Tuesday, November 5, 2013

I'm selfish and I'm okay with that.

So I've recently decided (although I've suspected for a while) that I'm selfish...and I'm okay with that.
I have two dogs, and taking care of two dogs is more work than not having any, especially with mermaiding, crafting, and starbucking, as well as being a wife from a far, and sole charge of the house.
I would love to have children. Hopefully someday maybe we will have children. Jeremy will make a great dad, I think I'd make if not a good mom, then at least an interesting one. However I'm not ready to give up my late nights with my girl friends, and quiet time when I need it, the ability to sleep in as long or as little as I'd like (spare from work). I'm selfish in that I want to mermaid until I'm sure that my toes will never be the same (I already have some permanent scaring). I want to be able to spend more time with my husband before sharing him and our time with someone else, who will need more than I will sometimes feel I am capable of giving.
I don't know all that is involved in being a mom, I'm not sure all moms do, but I know that it takes selflessness, and time, and courage, and the understanding that life will never be the same. We are in Hawaii and have the ability to travel (as long as we can get a pet sitter), having dogs has taught me a lot, and one of them is that I'm not ready yet for kids. Arranging for someone to let the dogs out is hard enough sometimes, but child care, and not working, or working part time is a huge obstacle. When you have kids they become the third most important thing in your life (after God and husband...still working on my priorities...still haven't gotten that down yet). I want to be able to keep living relatively care free, and if that makes me selfish than so be it. I'm okay with waiting, sometimes I see a ridiculously cute baby and I wish and pray that I'm pregnant and then I see a crazy-on-crack baby (Not actually a crack baby, but just a loud screaming baby), and then I tell Jer we are waiting another 10 years. :-)
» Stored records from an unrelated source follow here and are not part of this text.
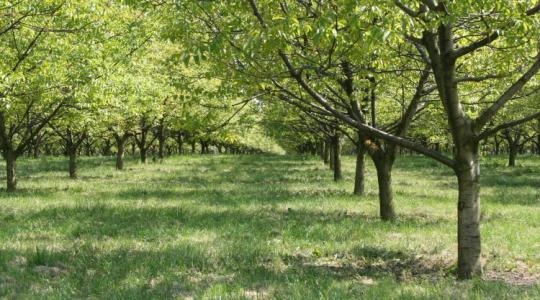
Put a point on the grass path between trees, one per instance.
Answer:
(258, 227)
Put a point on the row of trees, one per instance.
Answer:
(378, 69)
(91, 72)
(386, 75)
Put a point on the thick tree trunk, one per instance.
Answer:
(161, 148)
(383, 164)
(359, 185)
(336, 151)
(11, 169)
(72, 153)
(143, 154)
(35, 149)
(469, 244)
(512, 154)
(120, 144)
(326, 153)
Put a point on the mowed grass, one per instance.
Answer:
(258, 227)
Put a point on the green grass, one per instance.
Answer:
(256, 227)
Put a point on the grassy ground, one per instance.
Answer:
(259, 227)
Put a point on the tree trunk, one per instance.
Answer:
(383, 164)
(469, 244)
(120, 144)
(144, 154)
(359, 185)
(512, 154)
(72, 152)
(161, 147)
(11, 169)
(326, 153)
(337, 158)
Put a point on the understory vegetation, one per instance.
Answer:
(260, 226)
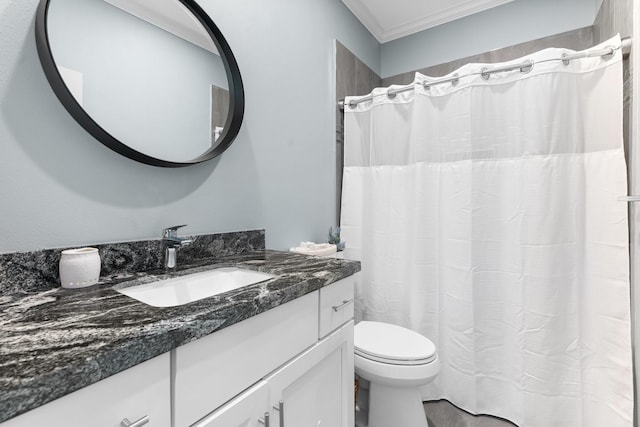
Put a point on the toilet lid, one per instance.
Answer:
(393, 344)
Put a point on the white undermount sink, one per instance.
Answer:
(193, 287)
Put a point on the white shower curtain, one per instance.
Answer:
(486, 217)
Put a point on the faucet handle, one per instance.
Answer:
(171, 232)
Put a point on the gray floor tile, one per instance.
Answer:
(443, 414)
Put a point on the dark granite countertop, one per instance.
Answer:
(56, 341)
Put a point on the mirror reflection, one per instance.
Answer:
(147, 72)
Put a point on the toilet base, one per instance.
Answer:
(395, 406)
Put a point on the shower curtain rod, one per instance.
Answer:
(486, 72)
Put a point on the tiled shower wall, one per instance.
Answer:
(353, 77)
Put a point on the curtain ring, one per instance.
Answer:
(527, 68)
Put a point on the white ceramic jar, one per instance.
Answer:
(79, 267)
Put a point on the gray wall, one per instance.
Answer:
(353, 77)
(60, 187)
(513, 23)
(577, 39)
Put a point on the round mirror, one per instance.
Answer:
(154, 80)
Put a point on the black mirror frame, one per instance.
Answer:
(236, 91)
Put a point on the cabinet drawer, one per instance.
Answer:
(336, 304)
(212, 370)
(243, 411)
(143, 390)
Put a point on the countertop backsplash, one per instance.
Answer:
(38, 270)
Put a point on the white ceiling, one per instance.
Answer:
(389, 20)
(171, 16)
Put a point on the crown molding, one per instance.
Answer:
(414, 25)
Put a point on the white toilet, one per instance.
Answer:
(396, 361)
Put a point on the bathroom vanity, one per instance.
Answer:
(276, 353)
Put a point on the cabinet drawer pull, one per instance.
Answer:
(142, 421)
(264, 420)
(344, 303)
(280, 408)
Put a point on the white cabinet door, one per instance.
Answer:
(243, 411)
(316, 388)
(138, 392)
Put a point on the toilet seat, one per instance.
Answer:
(392, 344)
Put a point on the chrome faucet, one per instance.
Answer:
(171, 243)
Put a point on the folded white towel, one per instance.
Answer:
(318, 249)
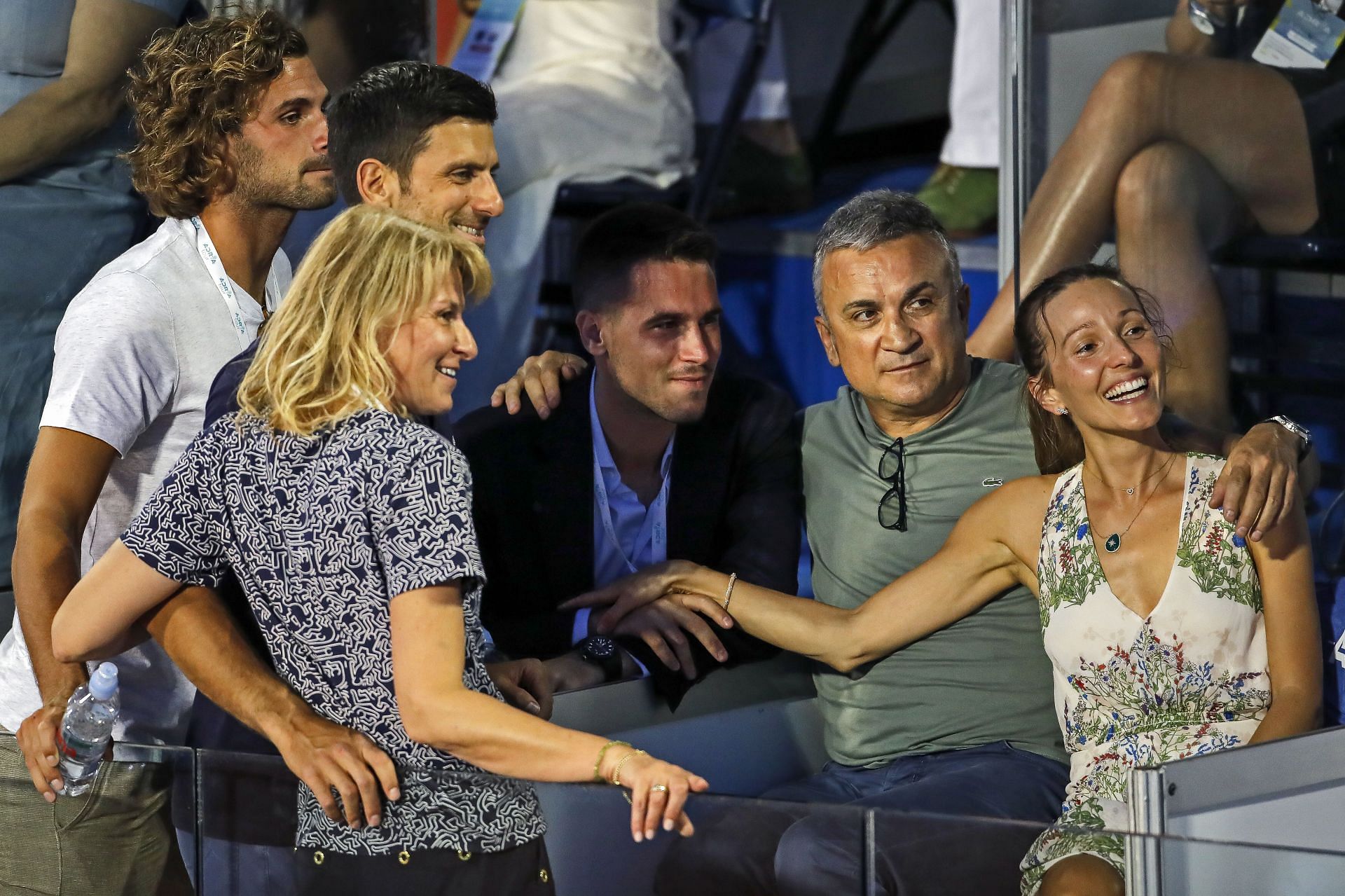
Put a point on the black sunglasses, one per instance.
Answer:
(892, 514)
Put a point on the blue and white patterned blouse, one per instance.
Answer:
(323, 533)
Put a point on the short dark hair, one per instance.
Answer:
(385, 113)
(194, 88)
(628, 235)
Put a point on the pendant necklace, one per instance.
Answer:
(1112, 542)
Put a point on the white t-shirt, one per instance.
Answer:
(136, 353)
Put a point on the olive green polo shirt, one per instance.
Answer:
(986, 677)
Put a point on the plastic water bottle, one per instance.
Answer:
(86, 728)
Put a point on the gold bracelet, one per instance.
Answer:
(728, 592)
(621, 763)
(598, 766)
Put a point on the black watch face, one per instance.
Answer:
(600, 647)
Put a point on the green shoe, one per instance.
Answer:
(966, 201)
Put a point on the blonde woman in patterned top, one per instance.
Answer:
(349, 526)
(1171, 635)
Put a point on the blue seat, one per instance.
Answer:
(693, 194)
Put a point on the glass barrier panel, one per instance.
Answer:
(118, 836)
(951, 856)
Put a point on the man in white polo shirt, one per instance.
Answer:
(232, 143)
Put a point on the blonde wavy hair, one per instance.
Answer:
(193, 88)
(323, 354)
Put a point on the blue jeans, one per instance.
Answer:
(802, 849)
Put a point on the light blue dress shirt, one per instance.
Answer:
(633, 523)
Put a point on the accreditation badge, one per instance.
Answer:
(1305, 35)
(492, 26)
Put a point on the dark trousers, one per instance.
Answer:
(782, 849)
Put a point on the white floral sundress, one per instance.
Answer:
(1189, 680)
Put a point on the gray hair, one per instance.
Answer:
(874, 219)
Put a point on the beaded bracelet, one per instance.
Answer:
(598, 766)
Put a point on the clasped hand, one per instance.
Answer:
(662, 587)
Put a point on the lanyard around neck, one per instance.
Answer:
(656, 518)
(206, 249)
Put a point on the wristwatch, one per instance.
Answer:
(603, 653)
(1204, 20)
(1305, 439)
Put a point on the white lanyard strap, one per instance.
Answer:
(206, 248)
(656, 520)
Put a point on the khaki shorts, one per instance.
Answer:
(116, 839)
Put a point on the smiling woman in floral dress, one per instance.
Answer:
(1169, 634)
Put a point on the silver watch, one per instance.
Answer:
(1203, 19)
(1304, 436)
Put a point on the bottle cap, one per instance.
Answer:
(102, 684)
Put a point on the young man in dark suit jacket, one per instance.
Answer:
(650, 456)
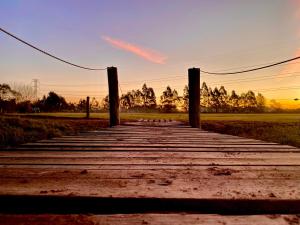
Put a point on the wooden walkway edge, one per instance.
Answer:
(140, 170)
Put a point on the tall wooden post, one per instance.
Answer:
(194, 97)
(87, 107)
(113, 90)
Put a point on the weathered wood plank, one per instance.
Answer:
(161, 154)
(154, 219)
(212, 187)
(149, 160)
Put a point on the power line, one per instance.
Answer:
(48, 54)
(252, 69)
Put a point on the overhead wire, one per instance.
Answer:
(252, 69)
(47, 53)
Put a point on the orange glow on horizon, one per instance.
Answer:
(145, 53)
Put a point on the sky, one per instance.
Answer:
(152, 41)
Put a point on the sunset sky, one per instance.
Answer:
(153, 41)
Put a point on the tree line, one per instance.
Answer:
(216, 100)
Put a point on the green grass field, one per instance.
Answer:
(262, 117)
(279, 128)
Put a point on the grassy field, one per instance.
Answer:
(20, 128)
(262, 117)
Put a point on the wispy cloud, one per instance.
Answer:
(145, 53)
(290, 68)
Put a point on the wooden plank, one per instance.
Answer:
(171, 145)
(87, 183)
(154, 219)
(160, 154)
(117, 172)
(155, 149)
(148, 160)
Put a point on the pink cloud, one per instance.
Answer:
(145, 53)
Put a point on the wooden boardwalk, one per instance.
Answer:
(140, 170)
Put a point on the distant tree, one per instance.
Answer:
(185, 98)
(105, 103)
(234, 102)
(215, 99)
(26, 92)
(169, 99)
(95, 104)
(261, 102)
(6, 93)
(81, 106)
(205, 97)
(127, 100)
(250, 100)
(149, 98)
(223, 99)
(275, 106)
(54, 102)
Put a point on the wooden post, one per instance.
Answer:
(113, 89)
(194, 97)
(87, 107)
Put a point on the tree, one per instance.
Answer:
(26, 92)
(215, 99)
(185, 98)
(275, 106)
(105, 103)
(204, 97)
(6, 93)
(169, 99)
(223, 99)
(149, 98)
(234, 102)
(251, 103)
(81, 106)
(127, 100)
(261, 102)
(54, 102)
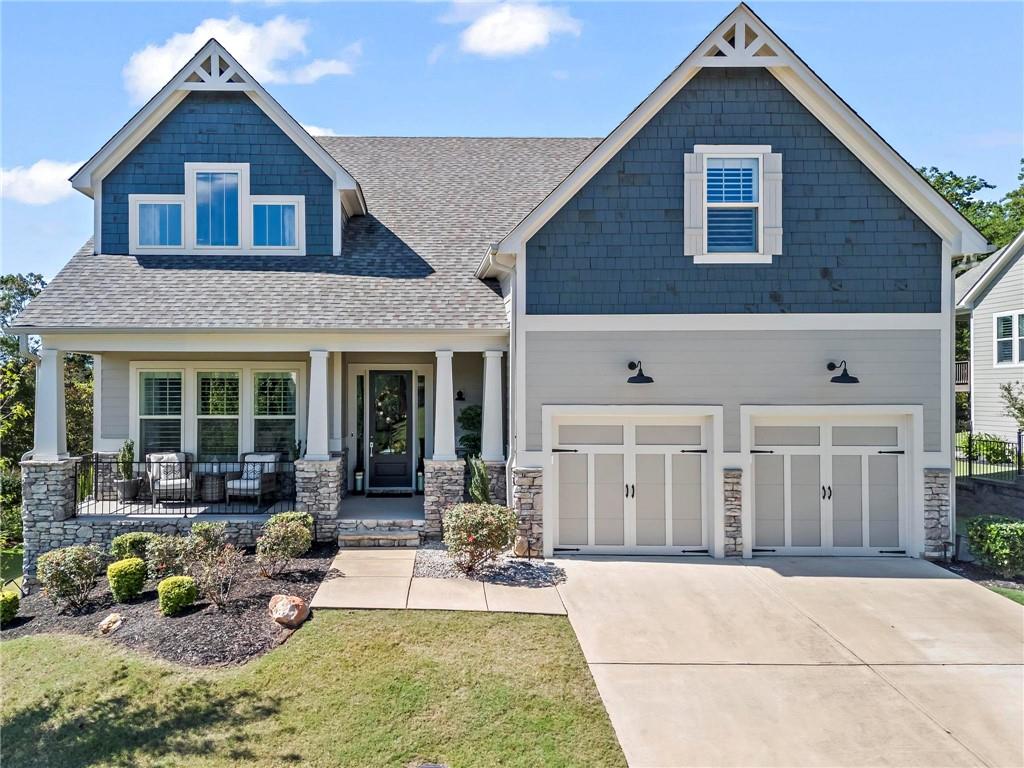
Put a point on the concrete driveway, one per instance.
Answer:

Many people are supportive of Jeremy and me and whatever we decide, but I recently came to this understanding, and I think it's a valid representation of how I feel, and not a bad thing at all. I would love to have children right now, we are relatively financially able to have children (are you ever really ready?), and we are stable in our marriage, but it comes down to the fact that I'm not done having fun and being able to do things on my own time schedule.

Disclaimer: I have many friends who have children and have amazing lives, and do tons of cool things. Just for me at the moment, there are still many things I want to do before having children and focusing on raising a little one with as much glitter and awesomeness and fairy/mermaid skills as possible.

Just thought I'd share,
Love,
The selfish one who will eventually raise children in an atmosphere of love, acceptance, and delicious food and crafts.